Stets eine Nation geblieben
Montenegros Eigenstellung dringt auf Unabhängigkeit 
von Otto v. Habsburg

Vor nicht zu langer Zeit hat der sogenannte "hohe Vertreter der Europäischen Union für die gemeinsame Außen- und Sicherheitspolitik", der spanische Sozialdemokrat Javier Solana y Madariaga, unter Androhung schwerer Sanktionen Montenegro, die Crna Gora, gezwungen, ein weitreichendes Abkommen mit Serbien einzugehen. Es wurde damit an Stelle des alten Begriffes Jugoslawien eine Gemeinschaft Serbien-Montenegro geschaffen, ein Regime, in dem Serben viel mächtiger sind als der kleine Partnerstaat. Damit wurde von Solana anstelle von Jugoslawien ein größeres Serbien konzipiert, das vielleicht britischen und anderen Wirtschaftsinteressen entspricht, nicht aber den historischen und politischen Realitäten. Im Hintergrund stand offensichtlich weniger eine Überlegung bezüglich der Zukunft Montenegros, sondern der Gedanke, eine echte Volksabstimmung in der fast ausschließlich von Albanern bewohnten Region Kosovo wenn möglich zu verhindern, um dieses Gebiet erneut Belgrad zu unterstellen. Es ging dabei weniger um die immer wieder in den Vordergrund gespielten serbisch-nationalen Emotionen, sondern um einen Sonderstatus, der Belgrad den Zugriff auf den im Kosovo gelegenen Distrikt Trepca sichert, weil dieser viele natürliche Reichtümer besitzt.
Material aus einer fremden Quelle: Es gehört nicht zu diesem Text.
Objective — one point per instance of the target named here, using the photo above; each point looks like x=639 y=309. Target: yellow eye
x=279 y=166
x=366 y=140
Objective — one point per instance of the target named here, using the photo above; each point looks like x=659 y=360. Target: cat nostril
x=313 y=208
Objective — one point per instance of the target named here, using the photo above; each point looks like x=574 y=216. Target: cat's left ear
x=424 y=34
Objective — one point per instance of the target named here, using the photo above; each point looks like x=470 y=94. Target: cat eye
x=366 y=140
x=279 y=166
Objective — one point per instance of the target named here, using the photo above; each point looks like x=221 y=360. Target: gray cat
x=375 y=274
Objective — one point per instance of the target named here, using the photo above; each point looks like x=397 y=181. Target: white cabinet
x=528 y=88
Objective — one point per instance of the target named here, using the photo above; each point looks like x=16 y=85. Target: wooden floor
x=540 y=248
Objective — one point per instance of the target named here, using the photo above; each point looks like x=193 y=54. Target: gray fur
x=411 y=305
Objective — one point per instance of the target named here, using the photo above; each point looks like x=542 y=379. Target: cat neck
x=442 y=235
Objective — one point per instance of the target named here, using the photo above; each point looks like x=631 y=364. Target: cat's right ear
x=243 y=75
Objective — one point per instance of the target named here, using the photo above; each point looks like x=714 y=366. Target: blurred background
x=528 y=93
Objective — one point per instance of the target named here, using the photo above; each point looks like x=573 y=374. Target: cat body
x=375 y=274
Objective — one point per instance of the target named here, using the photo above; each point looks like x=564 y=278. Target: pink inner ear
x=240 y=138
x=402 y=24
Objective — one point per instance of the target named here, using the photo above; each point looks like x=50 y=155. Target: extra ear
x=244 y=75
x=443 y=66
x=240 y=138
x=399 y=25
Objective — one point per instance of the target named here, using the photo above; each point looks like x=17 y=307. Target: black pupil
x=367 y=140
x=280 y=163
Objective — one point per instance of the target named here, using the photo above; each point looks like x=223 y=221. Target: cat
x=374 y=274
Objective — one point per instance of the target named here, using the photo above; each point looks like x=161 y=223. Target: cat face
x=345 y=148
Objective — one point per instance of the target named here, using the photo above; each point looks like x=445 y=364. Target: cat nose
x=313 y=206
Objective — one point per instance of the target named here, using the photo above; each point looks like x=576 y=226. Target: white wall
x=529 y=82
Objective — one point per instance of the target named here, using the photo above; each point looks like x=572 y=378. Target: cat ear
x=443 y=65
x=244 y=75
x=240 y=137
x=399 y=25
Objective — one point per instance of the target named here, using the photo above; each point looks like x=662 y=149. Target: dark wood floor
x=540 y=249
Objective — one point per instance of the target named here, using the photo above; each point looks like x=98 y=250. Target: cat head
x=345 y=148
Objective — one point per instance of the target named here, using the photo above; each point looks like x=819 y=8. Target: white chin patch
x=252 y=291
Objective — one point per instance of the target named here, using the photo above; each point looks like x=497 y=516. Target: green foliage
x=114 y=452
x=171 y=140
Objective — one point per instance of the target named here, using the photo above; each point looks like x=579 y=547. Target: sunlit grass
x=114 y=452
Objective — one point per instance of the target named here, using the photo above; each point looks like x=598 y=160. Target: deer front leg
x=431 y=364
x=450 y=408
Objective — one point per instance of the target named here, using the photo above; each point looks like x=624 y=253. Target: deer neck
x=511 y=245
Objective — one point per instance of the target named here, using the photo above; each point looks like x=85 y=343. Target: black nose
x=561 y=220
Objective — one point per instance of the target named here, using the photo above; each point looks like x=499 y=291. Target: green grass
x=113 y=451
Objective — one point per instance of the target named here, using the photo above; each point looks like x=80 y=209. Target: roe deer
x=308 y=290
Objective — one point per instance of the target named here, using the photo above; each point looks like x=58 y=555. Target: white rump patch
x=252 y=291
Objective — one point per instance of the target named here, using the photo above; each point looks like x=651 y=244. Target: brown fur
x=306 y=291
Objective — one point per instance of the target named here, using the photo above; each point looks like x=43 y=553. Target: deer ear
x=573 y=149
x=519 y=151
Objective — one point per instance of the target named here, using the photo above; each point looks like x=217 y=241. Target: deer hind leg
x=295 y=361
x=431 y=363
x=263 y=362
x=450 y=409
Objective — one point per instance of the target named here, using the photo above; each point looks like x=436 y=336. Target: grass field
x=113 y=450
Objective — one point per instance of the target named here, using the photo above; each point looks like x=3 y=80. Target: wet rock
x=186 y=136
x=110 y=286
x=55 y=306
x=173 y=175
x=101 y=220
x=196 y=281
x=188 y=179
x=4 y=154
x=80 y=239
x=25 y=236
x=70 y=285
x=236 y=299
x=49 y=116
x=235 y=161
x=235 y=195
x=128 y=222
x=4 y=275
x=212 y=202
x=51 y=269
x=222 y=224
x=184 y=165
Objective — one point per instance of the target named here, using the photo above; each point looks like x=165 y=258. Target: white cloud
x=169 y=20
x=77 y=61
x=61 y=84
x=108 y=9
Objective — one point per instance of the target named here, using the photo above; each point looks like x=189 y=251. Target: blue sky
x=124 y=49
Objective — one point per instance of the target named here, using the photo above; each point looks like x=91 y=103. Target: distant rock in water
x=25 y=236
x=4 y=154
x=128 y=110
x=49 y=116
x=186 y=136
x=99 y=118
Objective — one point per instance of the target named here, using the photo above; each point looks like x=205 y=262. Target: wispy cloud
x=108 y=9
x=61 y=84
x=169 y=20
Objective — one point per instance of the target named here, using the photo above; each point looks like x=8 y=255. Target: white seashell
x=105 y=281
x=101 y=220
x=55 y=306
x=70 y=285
Diese aber können nur dann erfolgreich von gewissen Kreisen ausgebeutet werden, wenn wieder ein größeres Jugoslawien entsteht.

Daraus resultiert auch die westliche Politik gegenüber Montenegro, das man für ein größeres Serbien zu brauchen glaubt, um die Kosovo-Albaner unter die Belgrader Herrschaft bringen und wieder dominieren zu können.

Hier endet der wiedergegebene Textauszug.